The platform covers any location globally and brings together reliable data from a range of sources

Spotted: By 2030, the world’s communal demand for fresh water is expected to outstrip supply by 40 per cent. How to avert this crisis is a question many innovators, researchers, and agencies are working to answer. And sustainable management of the water that is currently available is a crucial aspect of the global solution. 

Understanding the health of the world’s bodies of water, along with current and potential future risks is vital, and San Francisco-based technology company Waterplan has created a platform that uses remote sensing and artificial intelligence (AI) to track, analyse, and mitigate the risk to global water supplies.  

The platform helps organisations of any kind plan for the future by protecting water supplies now. The highly detailed reports include data from regulatory reviews, watershed authorities, industry analysis, scientific research, and more, with information presented in easily navigable formats. Clients view data by site and can see at a glance which areas need risk mitigation first.  

The reports are structured in a way that makes them usable for investors, and client input helps shape what areas the AI tracks. Sustainability managers use the platform to track progress against targets and measure the efficacy of various interventions.

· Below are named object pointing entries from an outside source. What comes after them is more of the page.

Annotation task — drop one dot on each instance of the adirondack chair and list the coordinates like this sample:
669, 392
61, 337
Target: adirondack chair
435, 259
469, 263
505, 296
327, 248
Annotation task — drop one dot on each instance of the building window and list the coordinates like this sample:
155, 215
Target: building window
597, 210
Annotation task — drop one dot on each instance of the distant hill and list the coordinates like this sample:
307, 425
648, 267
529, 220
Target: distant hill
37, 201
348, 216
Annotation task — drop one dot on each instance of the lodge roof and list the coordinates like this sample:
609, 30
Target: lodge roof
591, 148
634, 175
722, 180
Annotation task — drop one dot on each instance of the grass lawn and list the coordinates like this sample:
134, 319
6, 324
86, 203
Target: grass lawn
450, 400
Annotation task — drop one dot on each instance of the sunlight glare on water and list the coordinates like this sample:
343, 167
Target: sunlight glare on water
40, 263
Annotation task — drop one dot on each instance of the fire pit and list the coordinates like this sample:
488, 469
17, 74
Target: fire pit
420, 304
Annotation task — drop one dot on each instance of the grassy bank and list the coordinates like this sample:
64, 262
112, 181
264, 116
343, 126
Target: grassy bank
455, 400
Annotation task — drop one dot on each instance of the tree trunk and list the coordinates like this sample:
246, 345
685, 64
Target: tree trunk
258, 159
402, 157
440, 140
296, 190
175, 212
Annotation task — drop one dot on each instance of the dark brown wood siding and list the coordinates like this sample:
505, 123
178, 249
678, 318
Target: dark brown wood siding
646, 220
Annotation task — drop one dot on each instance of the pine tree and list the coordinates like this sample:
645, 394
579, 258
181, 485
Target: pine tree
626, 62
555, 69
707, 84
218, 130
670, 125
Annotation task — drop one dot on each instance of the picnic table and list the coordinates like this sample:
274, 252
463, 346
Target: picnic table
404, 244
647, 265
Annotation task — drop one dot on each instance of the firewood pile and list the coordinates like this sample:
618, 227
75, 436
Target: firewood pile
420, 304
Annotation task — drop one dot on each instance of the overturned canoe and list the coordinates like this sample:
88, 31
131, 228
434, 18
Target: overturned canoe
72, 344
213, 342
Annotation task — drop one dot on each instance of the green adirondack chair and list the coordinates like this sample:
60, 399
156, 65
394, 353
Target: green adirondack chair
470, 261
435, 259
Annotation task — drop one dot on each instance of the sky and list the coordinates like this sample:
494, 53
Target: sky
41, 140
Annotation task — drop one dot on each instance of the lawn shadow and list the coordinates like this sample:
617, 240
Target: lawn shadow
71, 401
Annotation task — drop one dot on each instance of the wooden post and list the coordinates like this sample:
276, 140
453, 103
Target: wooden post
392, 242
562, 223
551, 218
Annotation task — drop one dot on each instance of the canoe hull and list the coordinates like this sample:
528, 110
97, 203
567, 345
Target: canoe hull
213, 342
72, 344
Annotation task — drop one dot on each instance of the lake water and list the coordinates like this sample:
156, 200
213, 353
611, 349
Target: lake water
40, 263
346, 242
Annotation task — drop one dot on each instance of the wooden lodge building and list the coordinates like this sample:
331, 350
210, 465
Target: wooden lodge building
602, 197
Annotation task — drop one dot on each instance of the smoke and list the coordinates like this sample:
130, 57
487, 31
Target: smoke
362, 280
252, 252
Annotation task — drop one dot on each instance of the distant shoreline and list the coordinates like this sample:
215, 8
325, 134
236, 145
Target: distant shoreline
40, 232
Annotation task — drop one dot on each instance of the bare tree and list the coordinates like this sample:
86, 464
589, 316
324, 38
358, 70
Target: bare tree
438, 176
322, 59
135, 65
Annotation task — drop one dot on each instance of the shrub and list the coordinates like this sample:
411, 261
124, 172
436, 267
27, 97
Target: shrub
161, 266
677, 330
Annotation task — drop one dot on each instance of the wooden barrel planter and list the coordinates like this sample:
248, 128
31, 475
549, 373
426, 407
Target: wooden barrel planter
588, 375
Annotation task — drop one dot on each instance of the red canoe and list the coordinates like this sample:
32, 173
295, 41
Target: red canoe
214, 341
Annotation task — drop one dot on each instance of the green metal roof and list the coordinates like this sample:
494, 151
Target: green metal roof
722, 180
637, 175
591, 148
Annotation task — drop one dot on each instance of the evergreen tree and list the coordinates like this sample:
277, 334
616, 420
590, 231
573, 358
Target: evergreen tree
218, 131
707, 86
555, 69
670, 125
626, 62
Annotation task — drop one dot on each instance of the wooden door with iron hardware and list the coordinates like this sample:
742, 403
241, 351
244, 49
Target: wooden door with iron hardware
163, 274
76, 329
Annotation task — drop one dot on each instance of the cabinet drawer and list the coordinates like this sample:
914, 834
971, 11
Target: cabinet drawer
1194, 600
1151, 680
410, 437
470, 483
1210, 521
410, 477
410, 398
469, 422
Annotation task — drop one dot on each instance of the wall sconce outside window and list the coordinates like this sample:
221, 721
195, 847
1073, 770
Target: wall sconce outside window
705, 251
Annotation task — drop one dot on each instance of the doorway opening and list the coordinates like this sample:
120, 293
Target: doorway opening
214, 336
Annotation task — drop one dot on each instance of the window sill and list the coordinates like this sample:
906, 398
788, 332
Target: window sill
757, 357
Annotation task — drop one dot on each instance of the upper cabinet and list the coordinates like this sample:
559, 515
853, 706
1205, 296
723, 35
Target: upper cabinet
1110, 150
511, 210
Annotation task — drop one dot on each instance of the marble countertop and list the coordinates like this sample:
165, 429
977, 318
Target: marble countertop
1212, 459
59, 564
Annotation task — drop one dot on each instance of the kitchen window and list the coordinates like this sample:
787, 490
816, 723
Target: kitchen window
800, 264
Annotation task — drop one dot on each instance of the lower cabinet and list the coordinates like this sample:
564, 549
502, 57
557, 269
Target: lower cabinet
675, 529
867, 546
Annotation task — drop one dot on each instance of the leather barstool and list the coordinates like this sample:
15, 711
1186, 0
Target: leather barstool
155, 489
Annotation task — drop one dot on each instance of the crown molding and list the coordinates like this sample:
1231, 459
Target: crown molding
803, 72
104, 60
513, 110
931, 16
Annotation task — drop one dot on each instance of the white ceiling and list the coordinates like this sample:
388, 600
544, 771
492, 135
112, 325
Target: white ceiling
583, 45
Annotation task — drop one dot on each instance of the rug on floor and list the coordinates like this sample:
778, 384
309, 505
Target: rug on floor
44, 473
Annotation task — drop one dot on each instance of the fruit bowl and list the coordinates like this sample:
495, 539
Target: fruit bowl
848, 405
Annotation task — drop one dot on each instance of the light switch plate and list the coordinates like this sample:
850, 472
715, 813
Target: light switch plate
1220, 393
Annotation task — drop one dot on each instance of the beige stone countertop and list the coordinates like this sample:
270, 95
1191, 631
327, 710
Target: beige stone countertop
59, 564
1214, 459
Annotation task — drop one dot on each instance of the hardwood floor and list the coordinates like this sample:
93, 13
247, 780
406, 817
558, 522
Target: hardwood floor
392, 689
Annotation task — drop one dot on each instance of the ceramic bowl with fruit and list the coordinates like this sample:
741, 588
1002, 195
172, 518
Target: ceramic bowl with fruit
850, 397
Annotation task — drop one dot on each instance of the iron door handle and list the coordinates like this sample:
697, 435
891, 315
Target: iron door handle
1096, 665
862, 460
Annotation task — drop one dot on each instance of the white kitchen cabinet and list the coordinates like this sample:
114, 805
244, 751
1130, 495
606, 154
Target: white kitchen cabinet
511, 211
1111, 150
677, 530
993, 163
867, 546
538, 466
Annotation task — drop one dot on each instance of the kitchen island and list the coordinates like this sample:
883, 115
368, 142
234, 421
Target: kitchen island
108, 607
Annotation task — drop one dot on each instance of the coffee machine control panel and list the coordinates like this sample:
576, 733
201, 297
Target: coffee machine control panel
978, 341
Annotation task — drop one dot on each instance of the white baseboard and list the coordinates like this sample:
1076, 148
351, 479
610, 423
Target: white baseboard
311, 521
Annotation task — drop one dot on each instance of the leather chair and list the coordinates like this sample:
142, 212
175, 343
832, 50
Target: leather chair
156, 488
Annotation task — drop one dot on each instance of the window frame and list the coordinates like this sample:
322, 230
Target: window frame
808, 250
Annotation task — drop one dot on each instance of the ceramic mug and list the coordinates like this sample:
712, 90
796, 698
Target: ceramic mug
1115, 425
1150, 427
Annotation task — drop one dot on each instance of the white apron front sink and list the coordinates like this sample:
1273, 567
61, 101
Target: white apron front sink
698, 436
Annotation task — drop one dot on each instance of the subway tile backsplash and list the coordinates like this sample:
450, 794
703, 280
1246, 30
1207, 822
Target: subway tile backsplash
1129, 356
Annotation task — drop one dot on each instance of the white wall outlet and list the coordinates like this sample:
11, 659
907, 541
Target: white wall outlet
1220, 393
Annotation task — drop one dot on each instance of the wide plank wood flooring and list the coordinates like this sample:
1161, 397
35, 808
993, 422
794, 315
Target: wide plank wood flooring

Operations managers can use the platform to maintain peak productivity across all processes and locations, as well as predict adjustments needed based on changing conditions.  

With the need for robust data continual, Waterplan recently closed an oversubscribed series A financing round that raised $11 million (around €10 million).  

Cleaning polluted water is one way to improve the quantity of supply, and examples from Springwise’s archive include a membrane that generates electricity while cleaning wastewater and a modular sewage treatment plant that fits inside a shipping container.